'Over The Moon' Review: Young Girl Builds A Rocket Ship To The Moon
Last year we saw Netflix’ powerful entrance to the animated feature market which was highlighted by both ‘Klaus’ and ‘I Lost My Body’ being nominated for an Oscar (still lost to Pixar, however). This year we’re likely to see Over The Moon, directed by Glen Keane with John Kahrs, to be the one that they’re going to push for a nomination at least. Even if the competition isn’t as high-level that we saw for 2019 films, it’s still just refreshing to see new places where these films pop up whether or not Pixar still is the frontrunner with buzzing ‘Soul’ and already released ‘Onward’. The film follows a young Chinese girl Fei Fei (Cathy Ang) who, due to missing her passed mother, builds a rocket ship and travels to the Moon. While there’s a serious lack of own handprint or style, it still has the fun and the heart which has been rarer to find as of late.
On a strictly personal note, it was actually glorious to see an animated movie which was just a blast and had a good time with fantasy and supernatural elements. It’s been a while since that has been the case. Characters (or most of them) really showcase that as Fei Fei and her new ”brother” Chin (Robert G. Chiu) actually feel like children or people their age, everyone can show emotions or crack jokes while personalities are also fleshed out well.
Characters’ voice actors are splendid across the board, consisting mainly from people with Chinese roots which clearly adds to the experience. Ang and Phillipa Soo (voice of Moon goddess Chang’e) are especially great, their voices soar on the film’s soundtrack. Ang’s ‘Rocket To The Moon’ number is a stand out but then there is Soo’s ‘Ultraluminary’, dance-pop banger which should be in talks when it comes to Best Original Song Oscar. Soundtrack as a whole fits the colourful scenery to the tee.

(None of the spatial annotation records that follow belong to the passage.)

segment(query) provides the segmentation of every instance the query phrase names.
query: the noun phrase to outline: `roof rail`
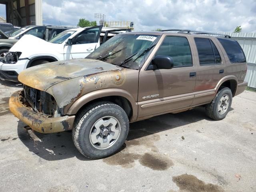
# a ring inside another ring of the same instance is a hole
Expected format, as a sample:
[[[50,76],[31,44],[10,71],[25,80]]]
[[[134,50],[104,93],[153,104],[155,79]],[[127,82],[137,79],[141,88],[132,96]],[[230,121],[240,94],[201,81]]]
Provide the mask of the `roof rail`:
[[[160,30],[159,31],[181,31],[181,29],[166,29],[165,30]]]
[[[105,32],[105,35],[104,35],[104,37],[103,37],[103,39],[102,40],[102,44],[104,43],[107,39],[107,37],[108,37],[108,33],[110,32],[111,33],[111,32],[113,33],[115,33],[115,32],[118,31],[126,31],[126,32],[130,32],[131,30],[130,29],[112,29],[110,30],[107,30]]]
[[[166,29],[165,30],[161,30],[159,31],[178,31],[178,33],[185,33],[186,34],[191,34],[191,32],[194,33],[194,34],[195,35],[200,35],[200,34],[209,34],[209,35],[218,35],[218,36],[223,36],[225,37],[228,37],[228,38],[231,38],[231,36],[228,35],[226,35],[225,34],[222,34],[220,33],[211,33],[210,32],[206,32],[205,31],[194,31],[193,30],[181,30],[181,29]]]
[[[225,34],[221,34],[216,33],[211,33],[209,32],[206,32],[205,31],[194,31],[193,30],[181,30],[179,31],[178,33],[187,33],[188,34],[191,34],[191,32],[193,33],[196,33],[194,34],[195,35],[198,34],[209,34],[209,35],[218,35],[218,36],[224,36],[225,37],[228,37],[228,38],[231,38],[231,36],[228,35],[226,35]]]

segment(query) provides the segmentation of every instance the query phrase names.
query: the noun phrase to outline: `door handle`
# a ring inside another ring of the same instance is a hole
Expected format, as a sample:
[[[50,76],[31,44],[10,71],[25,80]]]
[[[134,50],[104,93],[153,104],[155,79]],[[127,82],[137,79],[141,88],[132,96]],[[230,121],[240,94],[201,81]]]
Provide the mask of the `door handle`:
[[[196,76],[196,72],[191,72],[189,74],[189,77],[195,77]]]

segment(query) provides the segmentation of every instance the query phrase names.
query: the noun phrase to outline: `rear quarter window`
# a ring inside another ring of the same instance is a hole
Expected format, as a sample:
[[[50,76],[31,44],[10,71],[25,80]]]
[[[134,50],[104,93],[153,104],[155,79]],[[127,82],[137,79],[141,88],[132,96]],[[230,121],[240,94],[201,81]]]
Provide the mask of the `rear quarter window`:
[[[243,63],[246,62],[243,50],[235,40],[218,38],[231,63]]]

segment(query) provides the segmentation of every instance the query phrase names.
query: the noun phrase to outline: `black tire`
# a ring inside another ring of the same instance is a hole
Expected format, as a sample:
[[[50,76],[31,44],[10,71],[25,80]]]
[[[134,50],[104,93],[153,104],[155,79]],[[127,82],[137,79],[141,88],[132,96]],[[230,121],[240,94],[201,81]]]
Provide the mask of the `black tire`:
[[[221,98],[225,95],[227,95],[229,97],[228,106],[224,113],[220,114],[218,110],[218,105]],[[232,92],[229,88],[221,87],[212,102],[209,104],[207,104],[205,108],[206,114],[209,117],[216,120],[221,120],[225,118],[231,106],[232,97]]]
[[[36,61],[33,62],[29,67],[34,67],[34,66],[36,66],[37,65],[41,65],[41,64],[44,64],[45,63],[47,63],[49,62],[48,61],[43,59],[36,60]]]
[[[0,49],[0,57],[3,57],[3,54],[7,53],[8,52],[9,52],[9,49]]]
[[[91,143],[92,128],[97,121],[106,116],[114,117],[119,121],[119,137],[108,148],[98,149]],[[82,154],[90,159],[100,159],[115,153],[122,147],[128,135],[129,126],[128,117],[122,108],[110,102],[98,102],[88,106],[78,114],[72,130],[72,138]]]

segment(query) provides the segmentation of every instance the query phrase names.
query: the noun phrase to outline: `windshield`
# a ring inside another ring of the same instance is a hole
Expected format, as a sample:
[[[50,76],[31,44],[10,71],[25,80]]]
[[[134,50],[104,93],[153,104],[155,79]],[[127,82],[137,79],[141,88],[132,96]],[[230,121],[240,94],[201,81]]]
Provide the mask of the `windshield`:
[[[116,35],[86,57],[132,69],[140,68],[159,35]]]
[[[18,34],[22,33],[25,30],[29,28],[30,27],[31,27],[31,26],[26,26],[26,27],[22,27],[22,28],[20,28],[20,29],[18,29],[18,30],[14,31],[12,33],[8,34],[8,36],[9,37],[14,37],[14,36],[16,36]]]
[[[64,31],[60,34],[50,39],[48,41],[50,43],[60,44],[68,38],[76,31]]]

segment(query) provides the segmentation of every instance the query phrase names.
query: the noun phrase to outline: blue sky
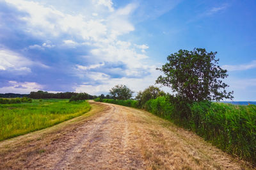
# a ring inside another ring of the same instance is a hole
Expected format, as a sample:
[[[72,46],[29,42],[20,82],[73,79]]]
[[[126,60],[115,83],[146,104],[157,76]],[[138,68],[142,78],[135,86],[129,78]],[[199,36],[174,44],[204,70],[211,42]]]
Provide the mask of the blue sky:
[[[238,0],[0,1],[0,93],[138,91],[168,55],[202,47],[218,52],[234,100],[256,100],[255,9]]]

The strongest parts of the film are during the first 20 minutes, or at least it feels like that because the journey to the moon just to have action for kids’ eyes feels rather rushed as there was a chance to build up on this clever girl’s ambitious dream. That rushed moment is also when the Disney vibe kicks in, intentionally or not considering Keane’s former experience. Structurally it becomes a carbon copy of everything you’ve already seen but the icing on the cake comes in the form of a green blob called Gobi (Ken Jeong). About two seconds before its first line I thought in my head ”Oh no, this is gonna be another Olaf” and that’s exactly what it turned out to be.
‘Klaus’ was an example of a film that captured the essence of what came before but still brought its own voice so it was a bit disappointing to see Over The Moon fall for familiarity. Let Disney movies be Disney movies and you can figure out what you can bring to the screen. Or to the moon.
Smileys: Voice acting, characterisation, soundtrack
Frowneys: Originality, structure
”What in the Pikachu was that bunny?” also went through my head along with the Olaf thing.